By the end of November Yoko had had enough, and so that weekend she'd sent Takeshi to have a talk with him. Takeshi had been an expectant father before, she'd reasoned. He could tell Kenshin that he needn't worry quite so much.

And so Takeshi had gone to find his son-in-law -- up on the roof of the apartment building, as it happened, looking out over the gray city with the laundry flapping in the cold late-autumn wind behind him -- and he'd told him.

He'd told him the truth. About antibiotics, and handwashing, and the germ theory of disease. About fetal heart monitors, and Caesarean sections, and the methods used to stop postpartum bleeding.

And then he'd handed him the sheet of notes he'd prepared the night before, sitting up late in front of the computer after Yoko had gone to bed: maternal death rates per hundred thousand live births, for the year 2000, for 1980, for 1960. And estimates for the 1880s.

"I can't tell you what's going to happen," he'd said into the silence. "But I can tell you the odds. Things are different now than they were, Kenshin."

Kenshin had looked up then, had met Takeshi's eyes, had held them for a long moment. Surprise on his face, the start of realization, and a question.
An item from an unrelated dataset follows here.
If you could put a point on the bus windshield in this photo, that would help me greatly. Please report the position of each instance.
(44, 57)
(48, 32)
A question that would never be asked. A question that would never be answered. Because...

Because Takeshi had remembered. It had been the night before Yuriko's wedding that the memory had come to him, lying in bed half asleep beside his wife.

He couldn't have been more than six; first or second grade it must have been, the first and only time he'd been teased at school about his orange hair. He'd come home near tears and told the first person he'd found: Grandma Harumi. She'd told him it wouldn't happen again. She'd told him his hair was something to be proud of. And she'd taken him upstairs to show him something. To show him where his red hair had come from.

"Mine was auburn when I was a young woman," Harumi had said. "My father's was brown. But my grandfather's was red." She'd held the bamboo-framed photograph like it was an ancient treasure, squatting down beside him so he could see. "I never knew him. But my grandmother told me stories."

He'd gazed at the black-and-white smiles, trying to imagine that Grandma Harumi hadn't always been old, that she had once had a grandmother of her own, that his grandmother's grandmother could once have been this bright-eyed girl.

"Grandmother Kaoru was the strongest person in the world, and she loved him more than anything. She always said, 'I will see him again.'"

He'd remembered this, lying in bed that night. He'd remembered Yuriko's joke about the photo, that evening after Kenshin had saved her life. He'd remembered how Kenshin still called her Kaoru. And the next morning he'd gone to the temple to watch his daughter marry the man she loved.

Takeshi had cleared his throat, looked away across the roofs of Nakano, lifted a hand to awkwardly rub the back of his head. "Yes. Right. Um," he'd said. "Let's go down and see how the ladies are getting on."

Kenshin had nodded slowly, had trailed him all the way down the stairs to the fourth floor walkway before speaking.

"Thank you," he'd said at last. "Takeshi."

o-o-o

"Takeshi?"

"Hmm?" He glanced up at Yoko, away from the new family smiling in digital color from the screen.

"I said, we never did work out exactly how he's related to us."

Takeshi hesitated for a moment. Then he smiled.

"That's easy," he said. "He's our daughter's husband."